- Born: Giacomo Mazzucato Venice
- Genres: Electronic; soundtrack;
- Years active: 2013–present
- Label: Sugar

= Yakamoto Kotzuga =

Giacomo Mazzucato (born 10 January 1994), known by his stage name Yakamoto Kotzuga, is an Italian musician, composer and record producer.

== Biography ==
Mazzucato studied at the Conservatorium of Venice.

He began his career in 2013, releasing the EPs Rooms of Emptiness (Bad Panda Records) and Lost Keys & Stolen Kisses (Highlife Recordings). He produced music for rappers Ghemon and Mecna, and his track “Your Smell” was used in a Vogue report at Paris Fashion Week.
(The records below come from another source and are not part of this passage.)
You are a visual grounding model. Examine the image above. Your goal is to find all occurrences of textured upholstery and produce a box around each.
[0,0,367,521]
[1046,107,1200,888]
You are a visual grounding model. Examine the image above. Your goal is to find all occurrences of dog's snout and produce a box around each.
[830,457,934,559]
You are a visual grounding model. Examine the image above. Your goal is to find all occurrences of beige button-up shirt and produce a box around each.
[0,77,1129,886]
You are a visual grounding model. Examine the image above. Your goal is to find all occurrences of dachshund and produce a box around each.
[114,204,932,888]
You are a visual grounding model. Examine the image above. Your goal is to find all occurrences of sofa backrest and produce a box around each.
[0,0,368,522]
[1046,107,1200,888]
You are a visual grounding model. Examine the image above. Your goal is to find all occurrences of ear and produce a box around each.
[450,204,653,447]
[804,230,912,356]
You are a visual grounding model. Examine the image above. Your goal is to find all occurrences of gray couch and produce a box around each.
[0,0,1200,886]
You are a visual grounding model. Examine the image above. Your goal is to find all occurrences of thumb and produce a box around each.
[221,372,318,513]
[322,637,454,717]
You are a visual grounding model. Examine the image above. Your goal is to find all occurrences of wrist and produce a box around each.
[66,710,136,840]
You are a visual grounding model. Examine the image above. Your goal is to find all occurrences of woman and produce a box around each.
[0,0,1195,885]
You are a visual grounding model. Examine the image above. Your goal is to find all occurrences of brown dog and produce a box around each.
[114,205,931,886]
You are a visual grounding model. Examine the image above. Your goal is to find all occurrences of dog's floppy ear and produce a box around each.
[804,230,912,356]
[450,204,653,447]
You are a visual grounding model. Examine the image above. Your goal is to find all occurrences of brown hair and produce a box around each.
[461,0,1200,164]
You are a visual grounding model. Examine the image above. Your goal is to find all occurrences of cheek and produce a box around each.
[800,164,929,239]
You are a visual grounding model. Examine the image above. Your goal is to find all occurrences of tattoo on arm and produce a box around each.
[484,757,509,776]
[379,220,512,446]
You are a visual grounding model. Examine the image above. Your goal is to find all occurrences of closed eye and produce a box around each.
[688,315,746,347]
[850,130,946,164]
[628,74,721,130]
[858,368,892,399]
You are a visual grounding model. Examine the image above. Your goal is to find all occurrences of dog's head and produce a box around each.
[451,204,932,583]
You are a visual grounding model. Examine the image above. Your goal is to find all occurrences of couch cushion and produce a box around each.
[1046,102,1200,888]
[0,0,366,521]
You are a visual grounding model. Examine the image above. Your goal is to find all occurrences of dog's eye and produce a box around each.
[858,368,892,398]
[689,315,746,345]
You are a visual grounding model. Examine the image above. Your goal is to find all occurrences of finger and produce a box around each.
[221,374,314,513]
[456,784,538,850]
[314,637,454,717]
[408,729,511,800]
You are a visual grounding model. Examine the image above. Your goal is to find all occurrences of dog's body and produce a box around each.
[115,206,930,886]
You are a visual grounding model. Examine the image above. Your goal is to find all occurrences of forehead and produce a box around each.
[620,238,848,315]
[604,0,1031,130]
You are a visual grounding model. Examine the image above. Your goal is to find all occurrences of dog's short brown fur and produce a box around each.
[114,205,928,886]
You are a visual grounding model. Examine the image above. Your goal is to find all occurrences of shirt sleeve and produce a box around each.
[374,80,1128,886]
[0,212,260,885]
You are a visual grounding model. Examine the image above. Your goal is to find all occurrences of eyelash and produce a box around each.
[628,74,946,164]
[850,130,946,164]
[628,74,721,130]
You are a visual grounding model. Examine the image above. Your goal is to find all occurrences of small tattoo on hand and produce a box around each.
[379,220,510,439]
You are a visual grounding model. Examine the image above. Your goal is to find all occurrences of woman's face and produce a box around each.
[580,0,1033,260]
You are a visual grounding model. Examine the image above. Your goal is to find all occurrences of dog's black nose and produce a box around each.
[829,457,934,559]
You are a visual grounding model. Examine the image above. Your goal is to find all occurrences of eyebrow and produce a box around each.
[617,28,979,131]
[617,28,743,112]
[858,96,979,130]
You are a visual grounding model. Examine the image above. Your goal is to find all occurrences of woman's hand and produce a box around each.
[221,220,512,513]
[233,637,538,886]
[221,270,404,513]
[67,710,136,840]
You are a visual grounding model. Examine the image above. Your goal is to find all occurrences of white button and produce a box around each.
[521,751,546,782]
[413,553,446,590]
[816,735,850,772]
In 2014 he published the single All These Things I Used To Have and was awarded an artistic residency at Fabrica, the Benetton Group's communication research center, where he worked as a composer and sound designer on documentaries, installations and commercial projects.

In 2015, he signed a publishing deal with Sugar Music and released his debut album, Usually Nowhere, through La Tempesta International/Sugar.
He performed alongside artists including Forest Swords, Tycho, Plaid, Lone, Jhon Talabot, and Legowelt.

He also released the single "Futile," used as the soundtrack for an early Italian 360° virtual-reality video project produced by Cattleya, and created the set for designer Chiara Boni's New York Fashion Week show.

In 2016, he released the single "T.H.R.U."